OpenAI, the company behind ChatGPT, is developing a new approach to its artificial intelligence models under the project code-named “Strawberry,” as revealed by a source familiar with the matter and internal documents reviewed by Reuters. This initiative comes as OpenAI, backed by Microsoft, strives to demonstrate that its models can exhibit advanced reasoning abilities. According to a recent internal document seen by Reuters in May, teams within OpenAI are actively working on the Strawberry project. The document outlines a research plan for how OpenAI intends to utilize Strawberry, though the exact date of the document remains uncertain, and the source described it as a work in progress. The secrecy surrounding Strawberry’s workings is maintained even within OpenAI.
The document details a project that aims to enable OpenAI’s AI models to not only respond to queries but also to plan and navigate the internet autonomously for what OpenAI refers to as “deep research.” This capability has so far eluded AI models, according to interviews with over a dozen AI researchers. An OpenAI spokesperson stated, “We want our AI models to see and understand the world more like we do. Continuous research into new AI capabilities is a common practice in the industry, with a shared belief that these systems will improve in reasoning over time.” The spokesperson did not directly comment on Strawberry.

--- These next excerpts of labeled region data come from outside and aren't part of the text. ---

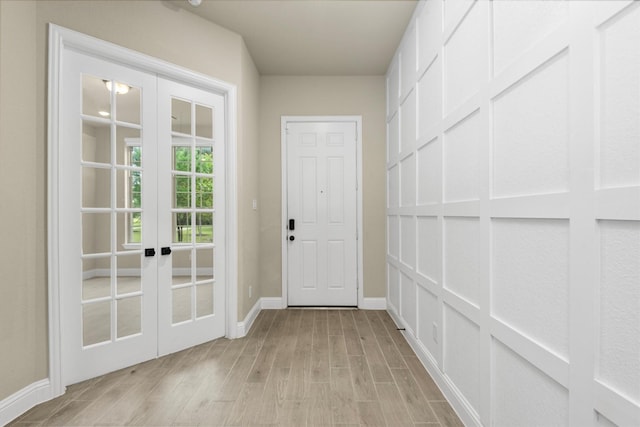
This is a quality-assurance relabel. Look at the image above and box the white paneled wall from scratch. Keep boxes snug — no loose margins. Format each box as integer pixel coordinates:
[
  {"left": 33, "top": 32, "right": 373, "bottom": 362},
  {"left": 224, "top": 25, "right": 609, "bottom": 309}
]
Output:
[{"left": 387, "top": 0, "right": 640, "bottom": 427}]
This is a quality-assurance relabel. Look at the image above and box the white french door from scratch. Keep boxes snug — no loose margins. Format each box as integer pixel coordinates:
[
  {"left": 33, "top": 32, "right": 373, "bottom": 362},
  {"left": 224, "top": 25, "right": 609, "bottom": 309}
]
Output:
[
  {"left": 285, "top": 122, "right": 358, "bottom": 306},
  {"left": 58, "top": 51, "right": 225, "bottom": 385}
]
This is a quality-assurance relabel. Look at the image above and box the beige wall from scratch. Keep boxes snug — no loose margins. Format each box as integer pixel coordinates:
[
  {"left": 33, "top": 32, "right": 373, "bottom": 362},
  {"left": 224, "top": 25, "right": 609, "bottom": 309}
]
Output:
[
  {"left": 259, "top": 76, "right": 386, "bottom": 297},
  {"left": 0, "top": 0, "right": 258, "bottom": 400},
  {"left": 0, "top": 1, "right": 48, "bottom": 399},
  {"left": 238, "top": 43, "right": 261, "bottom": 321}
]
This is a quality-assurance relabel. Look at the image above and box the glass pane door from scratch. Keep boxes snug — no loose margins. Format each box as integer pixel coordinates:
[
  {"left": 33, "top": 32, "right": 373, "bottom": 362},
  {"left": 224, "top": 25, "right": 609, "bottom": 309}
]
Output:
[
  {"left": 158, "top": 80, "right": 224, "bottom": 353},
  {"left": 60, "top": 53, "right": 157, "bottom": 384}
]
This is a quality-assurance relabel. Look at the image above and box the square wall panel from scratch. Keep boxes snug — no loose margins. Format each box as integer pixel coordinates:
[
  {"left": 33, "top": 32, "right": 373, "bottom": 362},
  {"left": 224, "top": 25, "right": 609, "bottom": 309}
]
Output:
[
  {"left": 599, "top": 7, "right": 640, "bottom": 187},
  {"left": 416, "top": 56, "right": 442, "bottom": 138},
  {"left": 491, "top": 0, "right": 569, "bottom": 75},
  {"left": 444, "top": 2, "right": 489, "bottom": 114},
  {"left": 400, "top": 216, "right": 416, "bottom": 269},
  {"left": 417, "top": 1, "right": 442, "bottom": 70},
  {"left": 400, "top": 154, "right": 416, "bottom": 206},
  {"left": 400, "top": 26, "right": 417, "bottom": 97},
  {"left": 418, "top": 286, "right": 442, "bottom": 360},
  {"left": 417, "top": 138, "right": 442, "bottom": 205},
  {"left": 387, "top": 114, "right": 400, "bottom": 163},
  {"left": 493, "top": 51, "right": 569, "bottom": 197},
  {"left": 387, "top": 264, "right": 400, "bottom": 314},
  {"left": 387, "top": 60, "right": 400, "bottom": 115},
  {"left": 491, "top": 219, "right": 569, "bottom": 359},
  {"left": 444, "top": 217, "right": 480, "bottom": 307},
  {"left": 596, "top": 221, "right": 640, "bottom": 405},
  {"left": 442, "top": 0, "right": 476, "bottom": 38},
  {"left": 444, "top": 304, "right": 481, "bottom": 414},
  {"left": 444, "top": 110, "right": 482, "bottom": 202},
  {"left": 595, "top": 411, "right": 618, "bottom": 427},
  {"left": 387, "top": 215, "right": 400, "bottom": 259},
  {"left": 387, "top": 164, "right": 400, "bottom": 208},
  {"left": 491, "top": 338, "right": 569, "bottom": 427},
  {"left": 400, "top": 273, "right": 417, "bottom": 335},
  {"left": 400, "top": 90, "right": 416, "bottom": 153},
  {"left": 416, "top": 216, "right": 440, "bottom": 283}
]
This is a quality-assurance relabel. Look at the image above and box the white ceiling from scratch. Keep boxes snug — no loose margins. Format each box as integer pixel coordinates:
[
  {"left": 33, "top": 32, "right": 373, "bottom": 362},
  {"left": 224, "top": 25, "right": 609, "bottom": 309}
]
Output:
[{"left": 173, "top": 0, "right": 417, "bottom": 75}]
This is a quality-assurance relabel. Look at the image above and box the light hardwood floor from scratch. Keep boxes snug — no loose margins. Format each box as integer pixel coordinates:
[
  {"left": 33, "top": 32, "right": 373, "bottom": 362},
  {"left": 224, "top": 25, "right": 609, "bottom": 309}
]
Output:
[{"left": 11, "top": 310, "right": 462, "bottom": 427}]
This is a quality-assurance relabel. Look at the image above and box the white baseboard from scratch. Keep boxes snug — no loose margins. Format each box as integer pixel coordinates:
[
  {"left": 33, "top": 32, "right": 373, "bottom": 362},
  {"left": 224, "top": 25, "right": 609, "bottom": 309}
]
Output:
[
  {"left": 387, "top": 304, "right": 482, "bottom": 427},
  {"left": 358, "top": 297, "right": 387, "bottom": 310},
  {"left": 0, "top": 378, "right": 53, "bottom": 426},
  {"left": 261, "top": 297, "right": 287, "bottom": 310},
  {"left": 236, "top": 299, "right": 262, "bottom": 338}
]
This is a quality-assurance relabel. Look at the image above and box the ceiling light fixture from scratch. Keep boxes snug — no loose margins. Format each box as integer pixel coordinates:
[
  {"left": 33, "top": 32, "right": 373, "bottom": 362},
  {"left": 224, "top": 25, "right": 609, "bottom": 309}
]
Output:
[{"left": 103, "top": 80, "right": 131, "bottom": 95}]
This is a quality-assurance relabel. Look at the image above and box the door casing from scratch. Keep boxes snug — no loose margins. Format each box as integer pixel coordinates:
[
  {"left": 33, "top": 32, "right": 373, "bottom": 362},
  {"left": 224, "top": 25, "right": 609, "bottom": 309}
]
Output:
[
  {"left": 47, "top": 24, "right": 238, "bottom": 398},
  {"left": 280, "top": 116, "right": 364, "bottom": 308}
]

Previously known as Q*, Strawberry was already considered a breakthrough within the company, as reported by Reuters last year. Sources have described seeing Q* demos earlier this year, capable of answering complex science and math questions beyond the reach of current commercial models. OpenAI has internally tested AI models that scored over 90% on a MATH dataset, though it is unclear if this is related to the Strawberry project. At an internal all-hands meeting, OpenAI showcased a research project with new human-like reasoning skills, according to Bloomberg.
OpenAI aims to significantly enhance its AI models’ reasoning capabilities through Strawberry, which involves a specialized post-training method. Researchers believe that improving reasoning is crucial for AI to achieve human or super-human-level intelligence. Large language models can already summarize texts and compose prose quickly, but they often struggle with common sense problems. AI researchers generally agree that reasoning involves enabling AI to plan ahead, reflect on physical world functions, and solve multi-step problems reliably. OpenAI’s Strawberry project is seen as a key component in overcoming these challenges.
In recent months, OpenAI has hinted at imminent releases of technology with advanced reasoning capabilities to developers and other parties. Strawberry includes a specialized post-training method for OpenAI’s generative AI models, adapting them for specific performance enhancements after initial training. This method is similar to Stanford’s 2022 “Self-Taught Reasoner” (STaR), which allows AI models to iteratively create their own training data. OpenAI’s document mentions that Strawberry aims to enable long-horizon tasks, requiring models to plan and perform actions over extended periods. OpenAI is creating, training, and evaluating these models on a “deep-research” dataset, aiming to conduct autonomous web-based research with the help of a computer-using agent.